The importance of getting useful feedback
Gaining accurate feedback on our performance is the only way we improve. There is a reason that universally across all sports, the top men and women have a coach. At no point do they say “I’m good enough now, I don’t need a coach”. The value in watching sports is not just in an entertaining way to pass some time, but to be the best they must show the pinnacle of individual and team performance. Your role as a leader is to observe each individual of your team and build them up to be their best self in a way that compliments the team. If you get this right, and other factors are right, your team out perform every other team. Your role as a leader is coach, rather than manager. But coaching takes a lot of effort, and you have important forms and reports to fill in.
Well you are in luck, because that is where the 360 review comes in. Here are a couple of definitions:
Definition 1: “The 360 review is a performance evaluation tool that solicits feedback about an employee from all directions: their managers, coworkers, and direct reports. A 360 review seeks to provide actionable feedback to an employee and gives them a better understanding of their contributions to an organisation.”
Definition 2: “A 360 Review is an attempt to measure the performance of an individual in his or her role from different perspectives thereby giving an overall balanced view. The findings of a 360 Review can then be used to highlight areas of potential growth for the individual or the group as a whole”
Why 360 degree reviews suck
Why do I despise the 360 review so much? Because they are very ineffective at fixing the problem they are looking to solve: gaining useful feedback. I’m not saying they have no value, I am just saying that compared to the alternative they are vastly inferior. Once again, we manage to use technology where it is not needed, to avoid having the difficult conversations which could help us progress. If I create a steel man argument for why, as mangers, we love the 360 review, it is because we have far more employees than we can meaningfully oversee so it gives us a quick way of creating some form of feedback. If I create a straw man argument for why we love the 360 review, it is because we can control it. We get the individual to solicit the feedback but they are not in control, we are. We get to see exactly who says what. We get to read it all. Then we get to choose what to share or not and we get to pronounce judgement on the employees performance. It is a massive ego boost for us. Whether you accept either explanation though, one thing it is not is effective coaching.
Now, let us look from the employees perspective. We are teaching them how to take feedback, right? No.
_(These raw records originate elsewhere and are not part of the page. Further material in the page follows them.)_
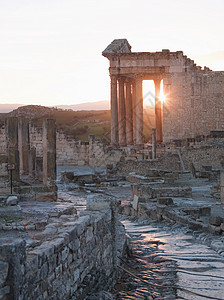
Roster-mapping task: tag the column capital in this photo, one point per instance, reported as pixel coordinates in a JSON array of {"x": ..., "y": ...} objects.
[
  {"x": 121, "y": 79},
  {"x": 138, "y": 77},
  {"x": 113, "y": 77}
]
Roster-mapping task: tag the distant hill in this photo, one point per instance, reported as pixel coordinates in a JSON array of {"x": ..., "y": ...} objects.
[
  {"x": 99, "y": 105},
  {"x": 5, "y": 108}
]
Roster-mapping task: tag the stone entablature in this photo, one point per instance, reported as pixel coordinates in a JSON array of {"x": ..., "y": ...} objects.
[{"x": 194, "y": 96}]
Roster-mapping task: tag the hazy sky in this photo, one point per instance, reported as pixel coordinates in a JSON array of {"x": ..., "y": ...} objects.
[{"x": 50, "y": 50}]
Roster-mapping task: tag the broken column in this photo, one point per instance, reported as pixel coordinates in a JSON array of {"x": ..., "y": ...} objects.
[
  {"x": 139, "y": 112},
  {"x": 158, "y": 112},
  {"x": 13, "y": 153},
  {"x": 23, "y": 145},
  {"x": 32, "y": 162},
  {"x": 121, "y": 114},
  {"x": 153, "y": 143},
  {"x": 49, "y": 154},
  {"x": 129, "y": 117},
  {"x": 114, "y": 112},
  {"x": 222, "y": 185}
]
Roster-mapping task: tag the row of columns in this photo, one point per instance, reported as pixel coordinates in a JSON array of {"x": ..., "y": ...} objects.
[
  {"x": 23, "y": 157},
  {"x": 127, "y": 111}
]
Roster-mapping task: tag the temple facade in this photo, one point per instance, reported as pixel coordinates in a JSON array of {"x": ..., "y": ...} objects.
[{"x": 194, "y": 97}]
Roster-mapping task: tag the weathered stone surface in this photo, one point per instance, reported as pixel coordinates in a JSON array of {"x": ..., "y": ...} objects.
[
  {"x": 4, "y": 266},
  {"x": 4, "y": 291},
  {"x": 98, "y": 202},
  {"x": 165, "y": 201},
  {"x": 135, "y": 202},
  {"x": 215, "y": 220},
  {"x": 12, "y": 200}
]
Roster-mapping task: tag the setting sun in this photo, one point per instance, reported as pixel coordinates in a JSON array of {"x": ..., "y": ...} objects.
[{"x": 162, "y": 95}]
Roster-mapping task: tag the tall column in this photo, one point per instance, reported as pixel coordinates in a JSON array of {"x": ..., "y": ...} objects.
[
  {"x": 23, "y": 145},
  {"x": 153, "y": 143},
  {"x": 49, "y": 152},
  {"x": 32, "y": 162},
  {"x": 12, "y": 145},
  {"x": 158, "y": 112},
  {"x": 222, "y": 185},
  {"x": 129, "y": 116},
  {"x": 114, "y": 112},
  {"x": 139, "y": 112},
  {"x": 122, "y": 117},
  {"x": 134, "y": 110}
]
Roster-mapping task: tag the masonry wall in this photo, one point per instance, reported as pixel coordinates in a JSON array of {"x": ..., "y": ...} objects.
[
  {"x": 81, "y": 260},
  {"x": 208, "y": 153},
  {"x": 194, "y": 100},
  {"x": 3, "y": 142},
  {"x": 194, "y": 96}
]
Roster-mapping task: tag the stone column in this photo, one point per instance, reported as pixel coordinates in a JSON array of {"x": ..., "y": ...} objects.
[
  {"x": 153, "y": 143},
  {"x": 49, "y": 152},
  {"x": 23, "y": 145},
  {"x": 222, "y": 185},
  {"x": 114, "y": 112},
  {"x": 134, "y": 110},
  {"x": 12, "y": 145},
  {"x": 122, "y": 117},
  {"x": 139, "y": 112},
  {"x": 32, "y": 162},
  {"x": 129, "y": 116},
  {"x": 158, "y": 112}
]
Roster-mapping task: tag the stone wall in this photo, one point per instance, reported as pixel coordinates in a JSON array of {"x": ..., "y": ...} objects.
[
  {"x": 208, "y": 153},
  {"x": 3, "y": 142},
  {"x": 194, "y": 97},
  {"x": 81, "y": 259},
  {"x": 167, "y": 162}
]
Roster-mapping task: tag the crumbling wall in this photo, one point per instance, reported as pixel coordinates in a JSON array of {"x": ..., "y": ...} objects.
[
  {"x": 80, "y": 260},
  {"x": 36, "y": 139},
  {"x": 71, "y": 152},
  {"x": 204, "y": 154},
  {"x": 194, "y": 99},
  {"x": 167, "y": 162},
  {"x": 3, "y": 142}
]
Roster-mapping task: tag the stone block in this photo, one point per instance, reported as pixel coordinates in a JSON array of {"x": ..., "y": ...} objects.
[
  {"x": 165, "y": 201},
  {"x": 99, "y": 202},
  {"x": 4, "y": 267},
  {"x": 4, "y": 291},
  {"x": 222, "y": 226},
  {"x": 215, "y": 220},
  {"x": 12, "y": 200},
  {"x": 135, "y": 202}
]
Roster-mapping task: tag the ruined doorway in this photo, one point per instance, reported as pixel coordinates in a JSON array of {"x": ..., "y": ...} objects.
[{"x": 149, "y": 116}]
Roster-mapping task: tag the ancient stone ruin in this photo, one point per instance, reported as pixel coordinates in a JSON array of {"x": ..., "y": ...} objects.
[
  {"x": 194, "y": 96},
  {"x": 66, "y": 205}
]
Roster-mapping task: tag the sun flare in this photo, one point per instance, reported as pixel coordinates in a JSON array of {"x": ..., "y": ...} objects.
[{"x": 162, "y": 96}]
For the employee it is nerve wracking: we isolate them from the group by forcing them to invite others to judge them secretly, and we never get to find out what they said. Do you know what is the worst type of fear? The one where we can’t see the monster. One of the core conditions we need to be our best, is to feel that we are a valued member of a team, and now we are asking people to anonymously judge us. Often, the review is paired with an annual appraisal (which is another less affective technique – imagine giving a professional footballer guidance just once a year), so sometimes our bonus or promotion is tied to it.
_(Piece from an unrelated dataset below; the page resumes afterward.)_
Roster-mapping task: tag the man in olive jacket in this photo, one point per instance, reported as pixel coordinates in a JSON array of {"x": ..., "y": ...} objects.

I have completed many 360 review surveys over the years. When I was early in my career I was reporting based upon a superior and always I filtered what I said for fear it would come back to haunt me. If we are soliciting from those we know, it doesn’t take a genius to work out where anonymous feedback has come from. As the years have gone on, I came to dislike them for a deeper reason: their lack of transparency. If I do not have the spine to tell someone my feedback personally, why should I get to judge them secretly? In fact, the times that I have completed a 360 review on someone’s request, I give them the feedback directly as well.
A better approach
Technology is wonderful, but it has removed our ability to have healthy, difficult conversations. Let me give you a different approach. When I finish a project, I take time to reflect on how it has gone. I will send out interview requests to as many of the key people I have worked with as I can, and then send email questionnaires directly to others. I conduct the interviews personally for my own feedback and learning. It has nothing to do with HR. To be fair, at this point I run my own business, so I am HR but the principle is the same.
Let me discuss the results for one of these reviews. I met with five people from various aspects of the project and sent an email with questions to five additional people. In each I asked the following questions:
- What was my impact on this project and what do you think my greatest skills are?
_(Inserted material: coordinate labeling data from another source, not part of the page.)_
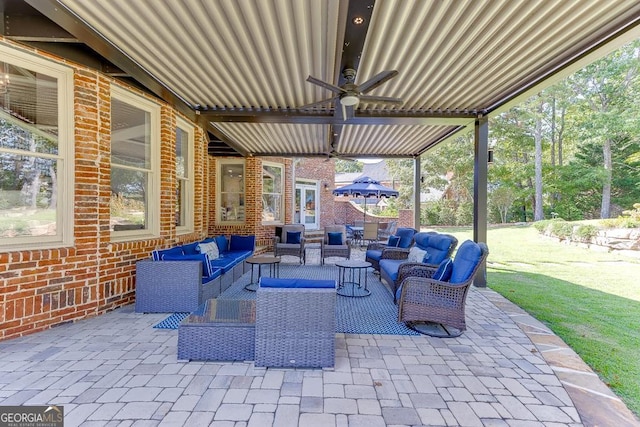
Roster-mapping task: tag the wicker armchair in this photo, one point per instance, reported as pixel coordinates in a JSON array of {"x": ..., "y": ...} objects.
[
  {"x": 330, "y": 250},
  {"x": 426, "y": 302},
  {"x": 295, "y": 323},
  {"x": 282, "y": 247}
]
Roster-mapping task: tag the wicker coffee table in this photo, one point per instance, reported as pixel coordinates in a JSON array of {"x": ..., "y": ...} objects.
[
  {"x": 350, "y": 275},
  {"x": 219, "y": 330},
  {"x": 274, "y": 269}
]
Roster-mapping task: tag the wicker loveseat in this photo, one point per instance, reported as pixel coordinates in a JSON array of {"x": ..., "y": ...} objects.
[{"x": 180, "y": 278}]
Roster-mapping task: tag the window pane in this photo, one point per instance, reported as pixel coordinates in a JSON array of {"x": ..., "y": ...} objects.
[
  {"x": 130, "y": 135},
  {"x": 28, "y": 196},
  {"x": 182, "y": 153},
  {"x": 128, "y": 199},
  {"x": 181, "y": 203},
  {"x": 232, "y": 192},
  {"x": 29, "y": 110},
  {"x": 271, "y": 206}
]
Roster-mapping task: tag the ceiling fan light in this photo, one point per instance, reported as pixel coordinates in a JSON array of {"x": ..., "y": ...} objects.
[{"x": 349, "y": 100}]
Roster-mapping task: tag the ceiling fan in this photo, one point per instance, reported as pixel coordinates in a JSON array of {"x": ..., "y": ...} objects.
[{"x": 351, "y": 94}]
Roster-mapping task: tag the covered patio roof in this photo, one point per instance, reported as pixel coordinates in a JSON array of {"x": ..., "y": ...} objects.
[{"x": 240, "y": 67}]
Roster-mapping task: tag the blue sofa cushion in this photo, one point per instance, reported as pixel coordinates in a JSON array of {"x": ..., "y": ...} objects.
[
  {"x": 270, "y": 282},
  {"x": 443, "y": 273},
  {"x": 223, "y": 243},
  {"x": 160, "y": 254},
  {"x": 438, "y": 248},
  {"x": 242, "y": 243},
  {"x": 406, "y": 236},
  {"x": 335, "y": 238},
  {"x": 191, "y": 248},
  {"x": 293, "y": 237},
  {"x": 394, "y": 241},
  {"x": 465, "y": 262},
  {"x": 224, "y": 262},
  {"x": 206, "y": 269}
]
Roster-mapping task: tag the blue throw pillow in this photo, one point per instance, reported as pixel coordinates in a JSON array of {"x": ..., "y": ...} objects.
[
  {"x": 293, "y": 237},
  {"x": 394, "y": 241},
  {"x": 443, "y": 273},
  {"x": 335, "y": 238}
]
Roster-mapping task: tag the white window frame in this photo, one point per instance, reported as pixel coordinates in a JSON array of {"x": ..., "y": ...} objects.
[
  {"x": 66, "y": 151},
  {"x": 222, "y": 163},
  {"x": 187, "y": 180},
  {"x": 153, "y": 201},
  {"x": 282, "y": 170}
]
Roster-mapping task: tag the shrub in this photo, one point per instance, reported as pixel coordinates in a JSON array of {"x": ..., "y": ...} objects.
[
  {"x": 561, "y": 229},
  {"x": 585, "y": 232}
]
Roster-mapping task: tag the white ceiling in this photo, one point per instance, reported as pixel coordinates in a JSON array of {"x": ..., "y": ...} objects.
[{"x": 244, "y": 64}]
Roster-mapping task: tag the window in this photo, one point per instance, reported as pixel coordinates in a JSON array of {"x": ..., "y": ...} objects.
[
  {"x": 184, "y": 176},
  {"x": 231, "y": 184},
  {"x": 134, "y": 142},
  {"x": 272, "y": 186},
  {"x": 36, "y": 152}
]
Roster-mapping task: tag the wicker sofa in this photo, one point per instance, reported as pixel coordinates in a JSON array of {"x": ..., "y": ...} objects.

- Where did you feel I could have done better on this project and what do you think my greatest weaknesses are?
- Did you feel I supported you?
- What was my impact on you?
For each interview I took an hour and the results were fascinating. I received lots of lovely feedback but here is the feedback that helped me be better:
“At the end of the project there was no need to thank [person x] as if they had saved your mother from the fire. They were useless.”
Let’s just agree that the other side were not ideal. They displayed very difficult behaviour, however we were at the end of the programme of work and they had delivered in the end. I don’t regret thanking them because I did so with the hope they would want to play nicely next time. But I should have been more aware of others reaction to this.
“I actually resented you for being the one to say thank you to everyone on the last calls finishing off the project. That should have been my job.”
The previous comment was given 30 minutes in, when I had established a safe environment. You don’t get that sort of feedback when it is mediated by technology and it was one of the most useful. Similar to my learning from the above feedback, I became more aware of all sides. If one on one negotiation is like chess, then negotiation with multiple competing stakeholders on the call is like 3D chess.
I had not considered how my actions, however reasonable, affected others. A rookie mistake.
“Before [the call that I supported him on] I was really stressed. Nothing was going right. Afterwards it all fell into place because I knew I had an ally. It became a real buzz to work on the project with you”
I have mentioned elsewhere how I saved this particular programme £200,000 from an 1 hour phone call. I knew this particular conversation was going to be interesting. I gained so much more insight into the situation by actually asking the other side (after the dust had settled) how they experienced a stressful situation that I had been able to diffuse.
The responses I receive through these feedback sessions genuinely make me a better person. Imagine if all your employees had this sort of experience? I would implement this sort of review throughout your organisation, instead of a 360 review.
As a leader, be willing to give up control and don’t allow technology to get in the way of relationships. The only metric you need to measure is if you have you completed your own feedback at the end of a project. You should ask if there is any learning they want to share with you. Let them be in control and let them lead. A leader is not someone that puts a rope around someone’s neck and walks them, a leader is someone that teaches someone to be their best and watches them lead themselves. It is so much more rewarding.